Nota: o próprio Vandré fora discretamente vaiado em sua primeira apresentação, cantando solo, acompanhado apenas de seu violão – um postura clean demais em comparação aos elaborados arranjos e acompanhamentos dos concorrentes. Mas logo a rapaziada entendeu o recado da canção e a elevou ao status de hino supremo contra a ditadura. Semanas depois a prisão de Vandré seria pedida.

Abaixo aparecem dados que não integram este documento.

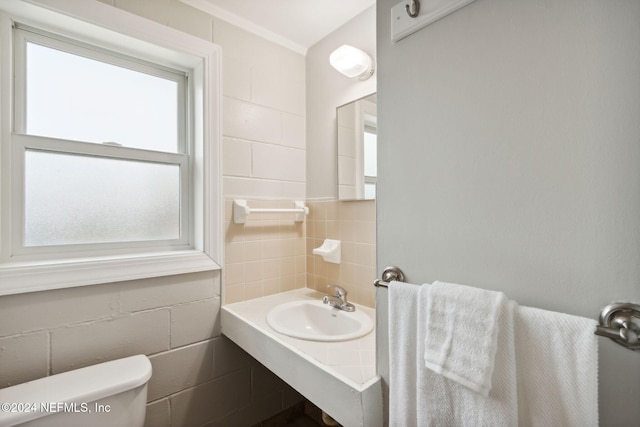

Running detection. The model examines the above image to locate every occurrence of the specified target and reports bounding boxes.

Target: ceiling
[179,0,375,54]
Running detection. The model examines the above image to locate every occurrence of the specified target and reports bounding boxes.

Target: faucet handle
[327,285,347,297]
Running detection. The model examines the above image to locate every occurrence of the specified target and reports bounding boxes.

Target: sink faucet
[323,285,355,312]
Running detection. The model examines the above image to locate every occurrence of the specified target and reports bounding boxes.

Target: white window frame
[0,0,222,295]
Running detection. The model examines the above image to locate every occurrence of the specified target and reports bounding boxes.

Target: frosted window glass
[25,42,180,153]
[364,131,377,177]
[24,150,180,246]
[364,183,376,200]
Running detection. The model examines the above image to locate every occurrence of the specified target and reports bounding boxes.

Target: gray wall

A final Vandré Vs. Chico repetia a do II Festival da Record (66), quando Disparada empatou com A Banda. Desta vez porém, o júri se decidiu, para o bem ou para o mal, pelo lirismo considerado “alienado” (mas que, em verdade, se mostraria profético) do Bardo Fanho da MPB. Chico e Tom assistiram de camarote às meninas do Quarteto em Cy, suas intérpretes, serem soterradas pelas vaias do Maracanãzinho em fúria, quando os versos “vou voltar / sei que ainda vou voltar” desbancaram o “quem sabe faz a hora” das passeatas. Para quem viu e ouviu, foi “a maior vaia já sofrida por uma música em toda a história dos festivais”. Um estrondo ainda maior do que aquele que tirou Caetano do sério. Mas, desta vez, sem réplica ou discurso. Chico sempre foi um cara muito tímido.

A roda do tempo deu suas voltas, o eixo do mundo apontou para Aquarius, os hippies viraram yuppies e chegamos ao apocalíptico 1999. Lá estava Caetano, de novo no olho do furacão, servindo de valete de luxo à estrela da noite de inauguração do Credicard Hall: João Gilberto.

Perfeccionista ao extremo, a ponto de escolher o tipo de tapete pérsico adequado para acomodar seu mitológico banquinho e o modelo exato de microfone alemão para captar suas geniais salivadas, João Gilberto provavelmente não ensaiou nem passou o som para a abertura da autoproclamada maior casa de espetáculos da Latinoamérica. Mal sabia o que esperava. Enquanto a platéia de socialaites enchia a cara com prosecco, J. Gilberto iniciou a noite com aquele tradicional atraso de diva. Logo na primeira música, reclamou do eco e das rajadas de ar-condicionado. Caetano só fazia rir meio sem graça. Deve ter sacado que aquilo não ia dar certo.

A cada música, um novo muxoxo do Reinventor da MPB. O tormento do Pai da Bossa Nova começou a dar no saco dos VIPs. Até que o Gênio Desafinado, revoltado com a péssima acústica, saiu pra valer do tom e avisou que “se fosse um artista estrangeiro, processaria esta casa”. Nota: o cachê do Maior Baiano Vivo foi de US$ 60 mil. “Nunca mais piso aqui”, avisou. Ao fim do clássico “O Pato”, grasnou: “o pato sou eu”. A bourgeosie etílica ganhou coragem e começaram os apupos. “Vaia de bêbado não vale!”, rebateu o Mito, mostrando a língua. A coisa desandou completamente e Caetano, o Polemista de Santo Amaro, não resistiu a deixa: “Eu não ia falar nada, mas vou falar, sim!”, disparou o Mallarmé do Afoxé. E foi enfático: “as pessoas que vaiaram JÕAO GILBERTO não me são aceitas no coração!”. A platéia se dividiu entre os revoltados contra e os revoltados a favor. Um clima atávico de festival tomou conta do emplumado evento. Um show errado, no lugar errado, para a platéia errada, fazendo a História mais uma vez se repetir como farsa. Não foi o único.